In the middle of surviving you, I sat on the sidewalk
outside the bookshop that paid me too little, sterilized a safety pin
with the flame of a lighter and stabbed it through my right
big toe. The blood pulsing under the keratin flooded out
like a fountain, drenching my foot in warm plasma, and the nail
sunk down in its bed, just a little, as if it suddenly realized
it was holding its breath. When you explained I would need to
do this a few times, coaching me through it on my threadbare carpet
while the sharp end of the pin glowed like a fireplace poker,
I did not blame you, or your other women, or the desk I dropped
on my foot while I pictured you kissing them. Do it now, you told me,
push hard, don’t think. I trusted you to be right about this, if
nothing else. The world went white, and for a second the scream
of that tiny fang into the throbbing black pulp demolished
all sound, but then the relief was so pure my skin sang,
shivering up from the toe to the top of my head, the way my body
would not stop responding to you. From then on I did it twice a day;
each time I burned the hot steel tip through the protective shell,
I could sit on the ground, lean into something that would
not give, and watch my erythrocytes pour out to devour the oxygen,
red and voracious and free. This is to say, I win.


Again, Margo shouted, teeth shining in the dark. Do it again.

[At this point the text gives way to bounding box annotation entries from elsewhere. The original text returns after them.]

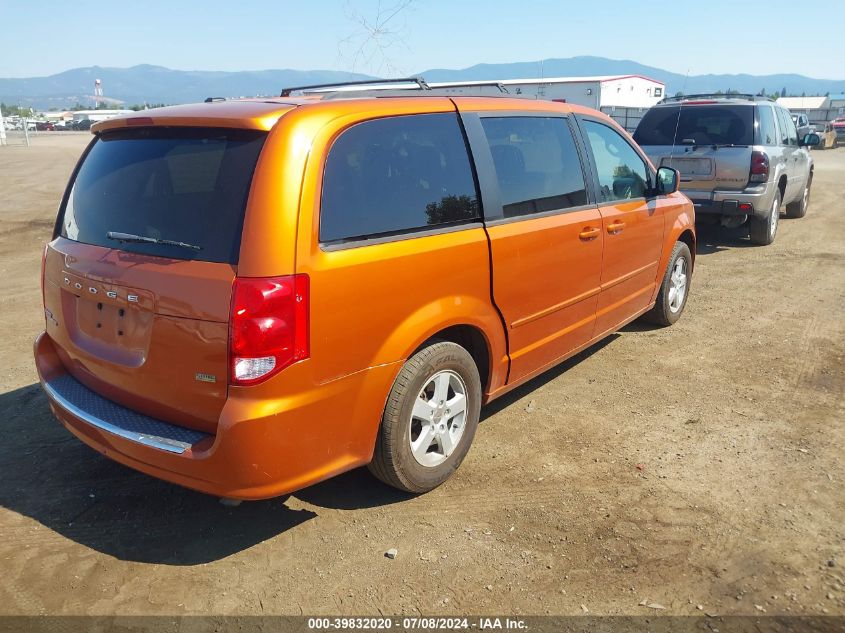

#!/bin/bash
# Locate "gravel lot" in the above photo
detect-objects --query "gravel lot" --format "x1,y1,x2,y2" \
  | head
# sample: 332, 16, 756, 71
0, 133, 845, 617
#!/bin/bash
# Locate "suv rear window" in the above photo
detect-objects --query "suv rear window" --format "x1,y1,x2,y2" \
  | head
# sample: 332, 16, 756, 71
320, 114, 480, 242
61, 128, 266, 264
634, 104, 754, 145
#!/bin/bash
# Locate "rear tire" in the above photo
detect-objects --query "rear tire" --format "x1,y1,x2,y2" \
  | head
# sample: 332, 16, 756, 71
786, 176, 813, 218
748, 191, 780, 246
643, 242, 692, 326
368, 341, 481, 493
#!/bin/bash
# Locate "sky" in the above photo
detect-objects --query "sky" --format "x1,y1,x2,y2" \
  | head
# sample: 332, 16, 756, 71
0, 0, 845, 79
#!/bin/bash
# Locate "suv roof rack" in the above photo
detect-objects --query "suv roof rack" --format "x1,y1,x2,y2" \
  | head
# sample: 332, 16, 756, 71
657, 92, 774, 105
316, 81, 512, 100
279, 77, 431, 97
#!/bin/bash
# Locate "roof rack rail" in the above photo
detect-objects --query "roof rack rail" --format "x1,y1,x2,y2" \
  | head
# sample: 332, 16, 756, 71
658, 92, 773, 103
431, 81, 511, 94
322, 81, 512, 101
279, 77, 430, 97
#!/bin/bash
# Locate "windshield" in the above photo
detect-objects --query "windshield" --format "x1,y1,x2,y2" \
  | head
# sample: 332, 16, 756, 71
61, 128, 266, 264
634, 104, 754, 145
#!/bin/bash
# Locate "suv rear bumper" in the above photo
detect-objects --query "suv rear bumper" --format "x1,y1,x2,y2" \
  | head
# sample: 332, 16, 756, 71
35, 332, 401, 499
681, 182, 776, 217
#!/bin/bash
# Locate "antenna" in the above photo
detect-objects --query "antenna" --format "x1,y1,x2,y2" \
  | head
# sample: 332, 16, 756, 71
94, 79, 103, 109
669, 68, 689, 169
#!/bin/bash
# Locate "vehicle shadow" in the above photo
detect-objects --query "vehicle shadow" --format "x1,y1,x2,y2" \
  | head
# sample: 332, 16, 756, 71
0, 384, 316, 565
0, 334, 620, 566
695, 224, 755, 255
481, 332, 622, 422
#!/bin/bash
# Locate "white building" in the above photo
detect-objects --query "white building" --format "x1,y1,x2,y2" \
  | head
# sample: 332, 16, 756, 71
777, 95, 845, 123
428, 75, 666, 110
73, 110, 135, 123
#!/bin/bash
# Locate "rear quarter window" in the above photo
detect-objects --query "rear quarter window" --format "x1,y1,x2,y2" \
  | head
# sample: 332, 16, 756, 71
60, 128, 266, 264
320, 113, 481, 244
757, 106, 778, 145
634, 103, 754, 145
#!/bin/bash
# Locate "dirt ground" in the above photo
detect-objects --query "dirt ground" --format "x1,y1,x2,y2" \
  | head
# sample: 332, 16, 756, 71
0, 133, 845, 615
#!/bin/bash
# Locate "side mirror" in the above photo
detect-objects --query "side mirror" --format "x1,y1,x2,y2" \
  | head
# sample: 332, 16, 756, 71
801, 132, 821, 147
654, 167, 681, 196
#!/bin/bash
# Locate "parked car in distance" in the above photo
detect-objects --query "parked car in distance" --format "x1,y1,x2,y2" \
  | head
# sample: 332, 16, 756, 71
35, 92, 695, 499
634, 95, 820, 245
830, 116, 845, 145
812, 121, 838, 149
791, 112, 813, 138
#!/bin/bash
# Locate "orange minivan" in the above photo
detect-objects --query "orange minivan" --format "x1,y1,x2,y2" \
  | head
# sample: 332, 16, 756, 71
35, 86, 695, 499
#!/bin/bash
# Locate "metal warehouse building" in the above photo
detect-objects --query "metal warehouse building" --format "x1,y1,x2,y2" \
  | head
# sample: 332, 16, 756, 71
429, 75, 666, 110
429, 75, 666, 132
778, 94, 845, 123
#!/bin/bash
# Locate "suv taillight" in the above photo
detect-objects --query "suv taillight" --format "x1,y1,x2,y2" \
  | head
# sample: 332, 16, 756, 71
229, 275, 309, 385
41, 244, 50, 309
749, 152, 769, 182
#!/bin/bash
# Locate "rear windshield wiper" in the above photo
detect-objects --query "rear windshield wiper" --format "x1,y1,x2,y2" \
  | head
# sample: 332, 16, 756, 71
106, 231, 202, 251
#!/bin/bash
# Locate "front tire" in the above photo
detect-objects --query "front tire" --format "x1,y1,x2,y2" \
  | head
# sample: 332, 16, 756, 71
786, 176, 813, 218
368, 341, 481, 493
643, 242, 692, 326
748, 191, 780, 246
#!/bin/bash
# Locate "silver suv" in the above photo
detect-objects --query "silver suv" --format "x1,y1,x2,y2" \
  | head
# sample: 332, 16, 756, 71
634, 94, 819, 245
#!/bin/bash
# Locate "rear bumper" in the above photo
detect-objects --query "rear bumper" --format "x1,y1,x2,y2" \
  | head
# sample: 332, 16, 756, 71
684, 182, 776, 217
35, 333, 399, 499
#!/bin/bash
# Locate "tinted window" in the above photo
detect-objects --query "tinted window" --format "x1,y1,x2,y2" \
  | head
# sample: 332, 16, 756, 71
756, 106, 778, 145
320, 114, 479, 242
61, 128, 266, 263
584, 121, 648, 202
775, 108, 798, 145
634, 104, 754, 145
481, 117, 587, 217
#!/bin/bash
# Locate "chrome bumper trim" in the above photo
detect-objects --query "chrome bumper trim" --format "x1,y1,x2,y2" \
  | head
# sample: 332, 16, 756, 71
41, 376, 207, 454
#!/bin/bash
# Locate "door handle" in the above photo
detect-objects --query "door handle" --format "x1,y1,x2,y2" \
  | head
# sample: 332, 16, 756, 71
578, 226, 601, 242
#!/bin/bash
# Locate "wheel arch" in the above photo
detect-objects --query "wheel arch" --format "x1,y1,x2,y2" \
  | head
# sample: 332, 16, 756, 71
677, 228, 695, 269
778, 173, 786, 202
409, 323, 493, 392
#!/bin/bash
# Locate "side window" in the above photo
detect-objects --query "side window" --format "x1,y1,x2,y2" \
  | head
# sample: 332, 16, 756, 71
778, 108, 798, 145
757, 106, 778, 145
481, 116, 587, 218
320, 113, 480, 242
775, 108, 789, 145
584, 121, 648, 202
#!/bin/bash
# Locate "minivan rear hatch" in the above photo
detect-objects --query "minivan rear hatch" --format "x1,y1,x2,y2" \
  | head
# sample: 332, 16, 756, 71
44, 127, 266, 433
634, 102, 755, 191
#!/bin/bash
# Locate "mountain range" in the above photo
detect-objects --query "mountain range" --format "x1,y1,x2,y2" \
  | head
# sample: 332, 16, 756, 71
0, 56, 845, 109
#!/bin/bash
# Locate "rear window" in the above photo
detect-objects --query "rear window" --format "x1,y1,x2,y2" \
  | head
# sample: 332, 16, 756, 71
61, 128, 266, 264
634, 104, 754, 145
320, 114, 480, 242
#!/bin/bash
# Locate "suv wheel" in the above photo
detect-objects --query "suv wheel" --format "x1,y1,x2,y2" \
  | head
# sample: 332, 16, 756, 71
748, 191, 780, 246
643, 242, 692, 325
368, 341, 481, 493
786, 176, 813, 218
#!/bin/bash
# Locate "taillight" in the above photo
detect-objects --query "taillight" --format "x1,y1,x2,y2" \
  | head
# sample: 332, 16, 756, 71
749, 152, 769, 182
41, 244, 50, 309
229, 275, 309, 385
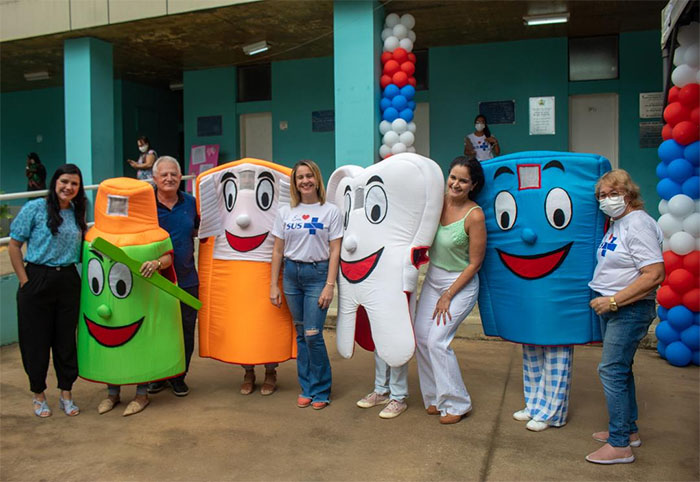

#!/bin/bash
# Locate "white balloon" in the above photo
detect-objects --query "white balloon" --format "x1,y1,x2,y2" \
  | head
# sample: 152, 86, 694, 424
391, 117, 408, 134
382, 131, 399, 147
384, 13, 401, 28
668, 64, 698, 87
401, 13, 416, 29
399, 38, 413, 52
668, 194, 695, 219
379, 121, 391, 135
384, 35, 399, 52
399, 131, 416, 147
656, 214, 683, 238
668, 231, 695, 256
391, 142, 406, 154
684, 214, 700, 238
393, 24, 408, 40
379, 144, 391, 159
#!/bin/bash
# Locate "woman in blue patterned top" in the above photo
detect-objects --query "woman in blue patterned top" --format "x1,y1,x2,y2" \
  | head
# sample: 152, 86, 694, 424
8, 164, 87, 418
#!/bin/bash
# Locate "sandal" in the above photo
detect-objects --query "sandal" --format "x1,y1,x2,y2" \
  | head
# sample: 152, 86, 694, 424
32, 398, 51, 418
58, 397, 80, 417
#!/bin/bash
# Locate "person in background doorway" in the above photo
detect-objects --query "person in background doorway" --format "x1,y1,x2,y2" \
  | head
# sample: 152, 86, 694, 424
126, 136, 158, 181
464, 114, 501, 162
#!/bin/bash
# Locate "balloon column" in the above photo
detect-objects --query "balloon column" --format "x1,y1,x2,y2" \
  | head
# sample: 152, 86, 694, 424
379, 13, 416, 159
656, 22, 700, 366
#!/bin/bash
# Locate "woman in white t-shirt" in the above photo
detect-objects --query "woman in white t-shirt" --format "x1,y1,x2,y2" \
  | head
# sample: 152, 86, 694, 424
270, 160, 343, 410
586, 169, 664, 464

Stacy ground the gears and backed up, tires screaming on packed
white snow. Chris inhaled quick, eyes half her face. Small-town
kind of dark, made darker by stars punching black cardstock sky:
Lite Brite with only one color. Stacy surfed the snowdrift again,
jerked the wheel at the perfect second so the four-door rose up
on two side wheels, skating the crust, blooming all over the clean
bank like a bruise. The sky tilted, drunk. My brain crashed into
the left wall of my skull. Again, I slammed the seat with my hands,
again! We hit reverse, pinned our feet to the floor and gunned it,
hawks after a hot kill, fixing to shake our lives loose, faster faster
can’t this thing go any faster, third time, fourth, fifth, I didn’t dare
breathe and Margo was laughing, sharp cracks like gunshots,
and Stacy’s forehead filled the rearview, creased tight. Rock salt
scarred the windows, sealing us in: four young girls aimed hard
at the world, spitting like dynamite, glinting like diamonds.